Marazzi, C. ‘Introduction’ and ‘Chapter 1’, Capital and Language. Semiotext(e), 2008.
Stengers, I. ‘Who is the Author’, Power and Invention: situating science. Theory Out of Bounds Volume 10, University of Minnesota Press.

Turner, H. ‘Toward an Analysis of the Corporate Ego: The Case of Richard Hakluyt’. Volume 20, no 2 and 3, Differences: Journal of Feminist and Cultural Studies, 2009.

Seminar 2: Monday November 2015

DAI & MKMK team up for an experiment in reading and thinking together. The participants/students will join Marina Vishmidt's and Rachel O'Reilly's existing ‘How to Do Things with Theory’ seminars, including their set readings, into one combined and improvised session.

The session will address political form in art and writing, drawing in particular on the writings of poet and theorist Fred Moten, to discuss more broadly relationships set up between poetics and infrastructure by the Jakarta biennale through its artistic and curatorial elements.

Conjoined Preparatory Readings of Both Classes

Isabelle Stengers, ‘Who is the Author’, in Power and Invention: Situating Science, pp 153-176.

Marina A. Welker, ‘Corporate Security Begins in Community: Mining, the Corporate Social Responsibility Industry, and Environmental Advocacy in Indonesia,’ in Cultural Anthropology, Vol. 24, Issue1, pp.142–179, 2009.

Fred Moten, (Introduction) 'The Resistance Of the Object: Aunt Hester's Scream', in In the Break: The Aesthetics of the Black Radical Tradition, (Minneapolis: University of Minnesota Press, 2003) pp. 1-24

Fred Moten, 'barbara lee', in B Jenkins, (Durham, NC: Duke University Press, 2010) pp. 84-7.

Stefano Harney and Fred Moten, 'Fantasy in the Hold', in The Undercommons: Fugitive Planning and Black Study (Wivenhoe/New York/Port Watson: Minor Compositions, 2013), pp. 87-99
2. Just the chapter Who is the Author from Stengers, Power and Invention: situating science.
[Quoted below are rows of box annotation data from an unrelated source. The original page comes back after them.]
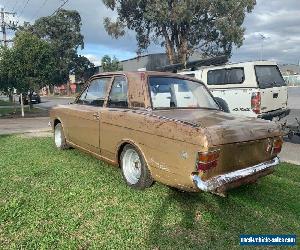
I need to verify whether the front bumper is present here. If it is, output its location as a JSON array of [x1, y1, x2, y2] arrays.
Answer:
[[192, 157, 280, 193], [258, 109, 291, 120]]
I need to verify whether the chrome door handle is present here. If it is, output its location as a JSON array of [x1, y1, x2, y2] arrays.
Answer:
[[93, 113, 100, 120]]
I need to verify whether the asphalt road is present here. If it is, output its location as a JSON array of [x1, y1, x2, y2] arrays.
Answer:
[[35, 96, 75, 109], [0, 87, 300, 165]]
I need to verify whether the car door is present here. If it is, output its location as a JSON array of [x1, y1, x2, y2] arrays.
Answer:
[[68, 77, 112, 154], [100, 75, 129, 160]]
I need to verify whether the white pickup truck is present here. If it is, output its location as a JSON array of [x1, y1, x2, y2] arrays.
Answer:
[[178, 61, 290, 120]]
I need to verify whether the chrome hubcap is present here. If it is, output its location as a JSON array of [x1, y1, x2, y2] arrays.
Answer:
[[122, 149, 142, 184], [54, 127, 62, 148]]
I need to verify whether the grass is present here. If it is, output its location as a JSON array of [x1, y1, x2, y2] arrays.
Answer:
[[0, 136, 300, 249], [0, 107, 45, 117]]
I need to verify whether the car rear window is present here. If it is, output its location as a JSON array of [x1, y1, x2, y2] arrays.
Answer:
[[149, 76, 219, 109], [207, 68, 245, 85], [255, 65, 286, 89]]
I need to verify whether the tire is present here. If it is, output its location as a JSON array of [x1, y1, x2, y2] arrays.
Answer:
[[120, 144, 153, 190], [54, 123, 69, 150]]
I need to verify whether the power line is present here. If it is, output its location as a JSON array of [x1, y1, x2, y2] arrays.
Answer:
[[18, 0, 30, 19], [51, 0, 69, 16], [31, 0, 48, 21]]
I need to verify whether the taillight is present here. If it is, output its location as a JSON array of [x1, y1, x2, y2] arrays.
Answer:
[[251, 92, 261, 114], [273, 138, 283, 155], [197, 150, 220, 171]]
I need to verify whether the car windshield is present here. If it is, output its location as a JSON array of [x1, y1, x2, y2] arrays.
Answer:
[[149, 76, 219, 109], [255, 65, 286, 89]]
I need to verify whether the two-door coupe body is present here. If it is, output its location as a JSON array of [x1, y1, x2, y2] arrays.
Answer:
[[50, 72, 282, 194]]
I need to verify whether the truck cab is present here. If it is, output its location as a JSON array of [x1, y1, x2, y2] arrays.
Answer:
[[179, 61, 290, 120]]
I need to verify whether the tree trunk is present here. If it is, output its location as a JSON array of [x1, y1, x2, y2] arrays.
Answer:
[[177, 36, 188, 65], [20, 93, 24, 117]]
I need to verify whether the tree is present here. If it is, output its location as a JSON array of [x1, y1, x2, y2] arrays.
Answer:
[[102, 0, 256, 64], [21, 9, 94, 84], [101, 55, 123, 72], [0, 32, 57, 92]]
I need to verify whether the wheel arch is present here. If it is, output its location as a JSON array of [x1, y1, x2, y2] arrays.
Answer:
[[116, 139, 151, 171]]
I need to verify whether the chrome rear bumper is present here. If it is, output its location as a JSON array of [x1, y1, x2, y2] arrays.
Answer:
[[192, 157, 280, 192]]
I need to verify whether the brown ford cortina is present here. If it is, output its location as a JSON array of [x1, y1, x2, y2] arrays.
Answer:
[[50, 72, 282, 194]]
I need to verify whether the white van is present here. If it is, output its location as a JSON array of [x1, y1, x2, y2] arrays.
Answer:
[[178, 61, 290, 120]]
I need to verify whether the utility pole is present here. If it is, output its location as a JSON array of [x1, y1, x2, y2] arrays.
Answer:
[[259, 34, 267, 61], [0, 8, 16, 47]]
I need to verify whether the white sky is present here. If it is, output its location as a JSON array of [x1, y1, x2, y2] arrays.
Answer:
[[0, 0, 300, 64]]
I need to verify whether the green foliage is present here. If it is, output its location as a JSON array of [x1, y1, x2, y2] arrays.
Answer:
[[22, 9, 94, 83], [102, 0, 256, 63], [101, 55, 123, 72], [0, 136, 300, 249], [0, 32, 57, 92], [0, 9, 94, 94]]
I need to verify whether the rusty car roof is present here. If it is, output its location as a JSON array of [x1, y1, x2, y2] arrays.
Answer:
[[91, 71, 202, 80]]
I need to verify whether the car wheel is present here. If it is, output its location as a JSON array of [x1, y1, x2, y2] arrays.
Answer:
[[54, 123, 69, 149], [120, 145, 153, 189]]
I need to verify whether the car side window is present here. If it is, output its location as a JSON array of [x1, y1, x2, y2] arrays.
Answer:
[[108, 76, 128, 108], [78, 77, 111, 107]]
Seminar 1: Tuesday 19 October 2015

This seminar On the Limits of the Writerly assesses double-images of the edge work of a critical writerly practice. It will do this broadly, through exposure to a number of exemplary ‘literary-philosophical’ texts, and more specifically or concertedly through a planetary—that is, cultural political and world-ecological—focus on the New Economy’s specific setup of relations between capital/ization and language.

The first text we will read is Edward Said's 'Travelling Theory', from The World, The Text, The Critic. It traces the journey of a particular theorisation of the novel by the Marxist literary scholar Georg Lukacs, in terms of how that theory translates into two different spaces of reception and institutionalisation that are inevitably both quite different from the space and socio-historic 'moment' in which it was initially composed. Lukácsian narrative theory has been significant to critical literary studies but its principles and conclusions are mostly befitting of radical writerly production within the industrializing European nation-state, hinged as that was upon a high colonial world systemic 'humanism'. We begin with this text to mainframe questions around past and present politics of literary-political movement and circulation in the relationship to writing to the aesthetic, and to theory's own cultural-industrial 'travail'.

The second text we will read with Said is Aaron Hillyer's introductory chapter, 'Writing of the No', in The Disappearance of Literature: Blanchot, Agamben, and the Writers of the No. All of the writers of interest in Hillyer's book are somewhat difficult (and perhaps besides the writerly point) to deal with ‘theoretically,' by which I mean, their tendency to generate and inspire new readings/writings is due precisely to their obliteration of the difference between theory and literature. It is useful for us beginning this class to appreciate the stakes of such a literary-theoretical investment in No, through the particular signposts that Hillyer has isolated in practices: the affirmative modality of study, the question of community, the improper nature of our dealings with apparatus, the relationship between mysticism and un/governeable subjectivity, and of literature/writing to itself.